Stamford Raffles’s rationale for dividing Singapore into ethnic subdivisions while town planning in 1822 may have been geared towards achieving orderliness, but it is the 21st century traveler who’s thanking him today though for a slightly different reason. With modernisation changing the look of cities across the world and making them increasingly homogenous, it is such little pockets that offer character and variety to a landscape of highrises and shopping malls.
The buzz around the alfresco fruit and vegetable stalls crowded with saree clad women bedecked in gold bangles and flowers in hair, stooping over mangoes or tomatoes to check their ripeness is what defines Little India for me; the vibrant Chinese lanterns, souvenir stalls, Chilli crab outlets, calligraphy shops, temples, mahjong playing elderly uncles and the constant ebb and flow of backpackers jump out at me when I set foot in Chinatown and finally when I enter Kampong Glam, I’m steered by the palm fringed gold dome of the Sultan mosque, shops selling carpets, perfumes, silk, batik and laces, Middle Eastern eateries embellished with lamps, chandeliers and other moorish trinkets and the smell of biryani and shawarma filling the warren of narrow streets around mealtimes.

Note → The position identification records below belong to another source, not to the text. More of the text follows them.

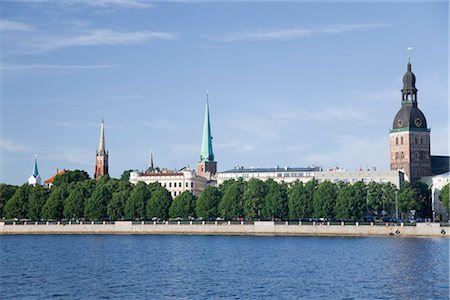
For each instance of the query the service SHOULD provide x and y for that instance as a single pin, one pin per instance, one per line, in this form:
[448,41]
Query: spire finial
[409,49]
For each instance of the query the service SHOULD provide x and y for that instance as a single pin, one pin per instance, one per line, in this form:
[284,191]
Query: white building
[289,175]
[175,182]
[436,184]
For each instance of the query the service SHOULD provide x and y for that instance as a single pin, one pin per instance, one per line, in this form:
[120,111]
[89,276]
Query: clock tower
[410,137]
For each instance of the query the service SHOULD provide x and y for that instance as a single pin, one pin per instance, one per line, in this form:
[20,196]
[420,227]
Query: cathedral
[410,136]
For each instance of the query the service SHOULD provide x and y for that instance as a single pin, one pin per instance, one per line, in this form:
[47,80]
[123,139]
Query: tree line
[75,196]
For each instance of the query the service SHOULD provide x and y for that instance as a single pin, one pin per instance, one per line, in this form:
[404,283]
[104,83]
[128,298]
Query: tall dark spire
[409,91]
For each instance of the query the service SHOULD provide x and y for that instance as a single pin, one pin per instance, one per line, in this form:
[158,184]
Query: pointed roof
[101,145]
[206,153]
[35,169]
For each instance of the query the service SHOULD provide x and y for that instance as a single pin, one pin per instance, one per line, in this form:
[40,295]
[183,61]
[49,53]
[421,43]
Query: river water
[231,267]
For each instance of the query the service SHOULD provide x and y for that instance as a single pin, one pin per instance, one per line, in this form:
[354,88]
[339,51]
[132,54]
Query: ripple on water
[187,267]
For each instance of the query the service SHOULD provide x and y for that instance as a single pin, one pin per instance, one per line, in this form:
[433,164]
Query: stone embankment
[229,228]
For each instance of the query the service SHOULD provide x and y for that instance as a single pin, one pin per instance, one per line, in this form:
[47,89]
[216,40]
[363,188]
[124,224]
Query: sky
[290,84]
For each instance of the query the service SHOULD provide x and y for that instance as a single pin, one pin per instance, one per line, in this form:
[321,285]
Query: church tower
[35,179]
[410,137]
[101,161]
[207,167]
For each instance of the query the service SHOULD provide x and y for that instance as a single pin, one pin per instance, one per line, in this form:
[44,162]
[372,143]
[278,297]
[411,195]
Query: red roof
[50,180]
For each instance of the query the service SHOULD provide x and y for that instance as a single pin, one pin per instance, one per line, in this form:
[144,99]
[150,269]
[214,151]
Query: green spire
[206,153]
[35,169]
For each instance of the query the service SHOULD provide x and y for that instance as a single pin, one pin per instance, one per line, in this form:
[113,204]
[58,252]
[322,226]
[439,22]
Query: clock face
[418,122]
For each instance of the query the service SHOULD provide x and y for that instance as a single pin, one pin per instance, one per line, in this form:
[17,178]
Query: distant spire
[35,168]
[206,153]
[101,145]
[152,167]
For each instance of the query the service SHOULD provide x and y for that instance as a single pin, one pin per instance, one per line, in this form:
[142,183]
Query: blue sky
[290,84]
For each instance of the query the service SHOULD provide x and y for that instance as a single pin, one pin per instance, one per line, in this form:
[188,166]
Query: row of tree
[76,196]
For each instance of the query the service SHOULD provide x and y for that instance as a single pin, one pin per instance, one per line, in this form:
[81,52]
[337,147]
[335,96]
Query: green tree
[208,203]
[183,206]
[159,204]
[95,206]
[135,205]
[253,199]
[445,196]
[74,204]
[115,208]
[53,208]
[17,205]
[324,200]
[230,205]
[276,202]
[69,177]
[36,200]
[407,199]
[6,192]
[424,196]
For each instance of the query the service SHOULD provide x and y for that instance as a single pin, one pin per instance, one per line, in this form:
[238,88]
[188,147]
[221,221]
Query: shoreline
[259,228]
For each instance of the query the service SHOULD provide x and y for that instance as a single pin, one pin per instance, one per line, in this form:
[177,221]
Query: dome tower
[410,137]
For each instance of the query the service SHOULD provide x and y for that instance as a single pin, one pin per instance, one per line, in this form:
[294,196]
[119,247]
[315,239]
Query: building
[35,178]
[436,184]
[49,182]
[207,167]
[175,182]
[304,175]
[410,136]
[101,157]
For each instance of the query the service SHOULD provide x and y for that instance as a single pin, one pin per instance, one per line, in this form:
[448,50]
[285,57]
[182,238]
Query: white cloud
[28,67]
[10,146]
[127,4]
[6,25]
[295,33]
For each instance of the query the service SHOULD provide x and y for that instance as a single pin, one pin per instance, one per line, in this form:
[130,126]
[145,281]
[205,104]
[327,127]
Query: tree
[159,204]
[6,192]
[407,199]
[95,206]
[74,205]
[424,196]
[324,200]
[115,208]
[183,206]
[253,199]
[298,205]
[36,200]
[276,201]
[230,206]
[208,203]
[445,197]
[69,177]
[17,205]
[53,208]
[135,205]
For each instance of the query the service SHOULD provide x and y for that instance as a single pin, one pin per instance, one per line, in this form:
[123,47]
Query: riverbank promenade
[230,228]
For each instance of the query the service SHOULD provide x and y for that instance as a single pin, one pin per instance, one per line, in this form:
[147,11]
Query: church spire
[206,153]
[101,160]
[101,144]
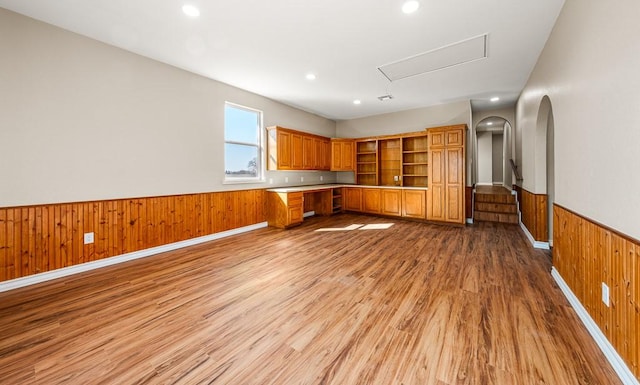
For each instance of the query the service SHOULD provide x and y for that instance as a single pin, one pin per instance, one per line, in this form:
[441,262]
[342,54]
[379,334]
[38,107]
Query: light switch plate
[605,294]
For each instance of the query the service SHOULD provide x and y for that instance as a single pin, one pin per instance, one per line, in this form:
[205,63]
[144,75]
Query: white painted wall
[589,70]
[81,120]
[406,121]
[485,158]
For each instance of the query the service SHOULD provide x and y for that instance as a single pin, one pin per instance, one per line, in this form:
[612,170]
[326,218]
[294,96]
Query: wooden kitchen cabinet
[342,155]
[285,209]
[414,204]
[391,202]
[446,169]
[289,149]
[371,200]
[321,154]
[352,198]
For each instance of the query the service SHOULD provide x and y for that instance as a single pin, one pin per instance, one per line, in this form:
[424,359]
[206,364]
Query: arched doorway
[545,159]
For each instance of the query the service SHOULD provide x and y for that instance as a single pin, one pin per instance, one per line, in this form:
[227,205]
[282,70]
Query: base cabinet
[371,201]
[391,200]
[397,202]
[414,204]
[352,198]
[285,209]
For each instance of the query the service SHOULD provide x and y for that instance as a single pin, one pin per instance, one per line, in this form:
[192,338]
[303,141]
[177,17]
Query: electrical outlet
[605,294]
[88,238]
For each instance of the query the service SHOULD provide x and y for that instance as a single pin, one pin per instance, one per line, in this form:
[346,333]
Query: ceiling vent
[464,51]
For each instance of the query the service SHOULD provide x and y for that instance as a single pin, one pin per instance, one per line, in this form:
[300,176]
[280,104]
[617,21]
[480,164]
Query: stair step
[510,208]
[495,198]
[495,217]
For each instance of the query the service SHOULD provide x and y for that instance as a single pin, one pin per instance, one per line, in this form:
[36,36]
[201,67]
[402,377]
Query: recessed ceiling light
[190,10]
[410,6]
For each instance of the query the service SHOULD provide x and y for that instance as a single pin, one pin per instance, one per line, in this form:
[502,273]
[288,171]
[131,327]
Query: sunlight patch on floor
[376,226]
[348,228]
[373,226]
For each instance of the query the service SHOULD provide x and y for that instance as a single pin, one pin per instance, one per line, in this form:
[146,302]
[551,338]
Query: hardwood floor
[413,304]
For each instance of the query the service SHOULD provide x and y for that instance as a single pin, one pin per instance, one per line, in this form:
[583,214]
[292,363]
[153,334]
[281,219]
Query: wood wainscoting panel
[41,238]
[534,214]
[414,304]
[588,254]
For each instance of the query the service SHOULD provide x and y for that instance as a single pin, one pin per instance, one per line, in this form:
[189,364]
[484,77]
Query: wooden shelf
[414,161]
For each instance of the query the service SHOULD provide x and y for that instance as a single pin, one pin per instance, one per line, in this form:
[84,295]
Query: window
[242,144]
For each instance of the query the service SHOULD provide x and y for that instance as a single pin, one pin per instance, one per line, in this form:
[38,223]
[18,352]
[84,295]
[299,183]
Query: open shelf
[414,161]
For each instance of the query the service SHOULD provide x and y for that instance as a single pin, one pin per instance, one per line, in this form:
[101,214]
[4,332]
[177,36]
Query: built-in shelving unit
[390,162]
[367,162]
[415,161]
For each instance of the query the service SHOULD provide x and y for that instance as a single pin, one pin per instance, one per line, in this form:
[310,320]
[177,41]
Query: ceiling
[268,47]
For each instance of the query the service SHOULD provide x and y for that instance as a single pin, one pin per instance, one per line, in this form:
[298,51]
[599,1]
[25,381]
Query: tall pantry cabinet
[446,170]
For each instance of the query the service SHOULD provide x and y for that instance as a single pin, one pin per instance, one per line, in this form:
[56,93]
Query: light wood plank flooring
[413,304]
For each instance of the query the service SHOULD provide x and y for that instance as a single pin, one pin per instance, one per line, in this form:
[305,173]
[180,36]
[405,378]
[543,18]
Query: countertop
[320,187]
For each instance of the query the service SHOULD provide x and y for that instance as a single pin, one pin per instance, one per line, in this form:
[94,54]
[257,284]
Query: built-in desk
[285,203]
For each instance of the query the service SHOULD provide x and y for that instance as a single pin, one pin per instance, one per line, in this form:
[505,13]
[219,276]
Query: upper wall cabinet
[296,150]
[392,160]
[342,155]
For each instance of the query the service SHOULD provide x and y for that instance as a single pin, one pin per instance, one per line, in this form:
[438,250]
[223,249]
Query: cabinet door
[391,200]
[455,185]
[308,153]
[322,155]
[352,198]
[297,151]
[371,200]
[283,150]
[436,192]
[342,156]
[348,156]
[414,204]
[295,208]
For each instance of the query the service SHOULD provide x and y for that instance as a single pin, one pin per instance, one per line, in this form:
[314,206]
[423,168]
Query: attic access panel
[464,51]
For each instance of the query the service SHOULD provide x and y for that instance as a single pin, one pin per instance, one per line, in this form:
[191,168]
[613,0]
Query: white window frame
[260,178]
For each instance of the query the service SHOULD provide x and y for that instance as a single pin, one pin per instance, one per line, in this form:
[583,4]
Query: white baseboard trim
[607,349]
[75,269]
[536,244]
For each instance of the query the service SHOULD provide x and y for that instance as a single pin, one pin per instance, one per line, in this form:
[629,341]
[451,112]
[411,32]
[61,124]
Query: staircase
[495,204]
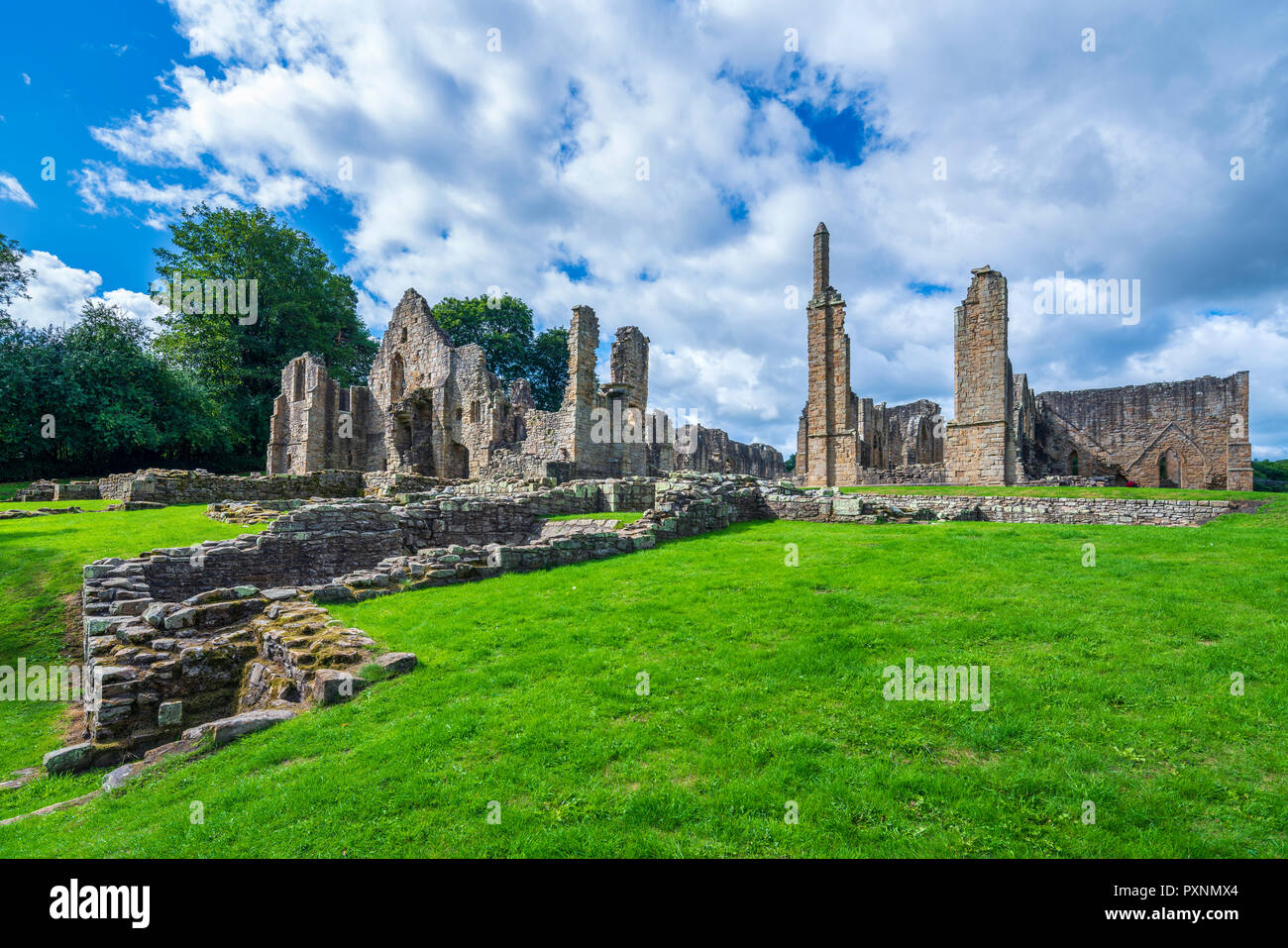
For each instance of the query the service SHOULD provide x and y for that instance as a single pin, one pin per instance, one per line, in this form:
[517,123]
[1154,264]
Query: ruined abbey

What’s common to all these precincts however is the ubiquitous shophouse – a timeless beauty, which is a delight to sketch, photograph or just be in the company of. On my last week’s trip to Kampong Glam, I sat under a huge shady tree and sketched this pleasant corner of Blue Jaz Cafe and Muzium Cafe both housed in quaint shophouses on Bali Lane with plenty of potted plants in between them. For the two hours I spent on my line drawing, I watched the cafe staff sweep leaves off the floor, dust, mop, wipe and arrange furniture, and finally grow antsy and glance uncomfortably at our direction. The footsteps of the lunch crowd descending from the nearby offices was unmistakable. We did put them at ease by wrapping up our easels and clearing off in seconds!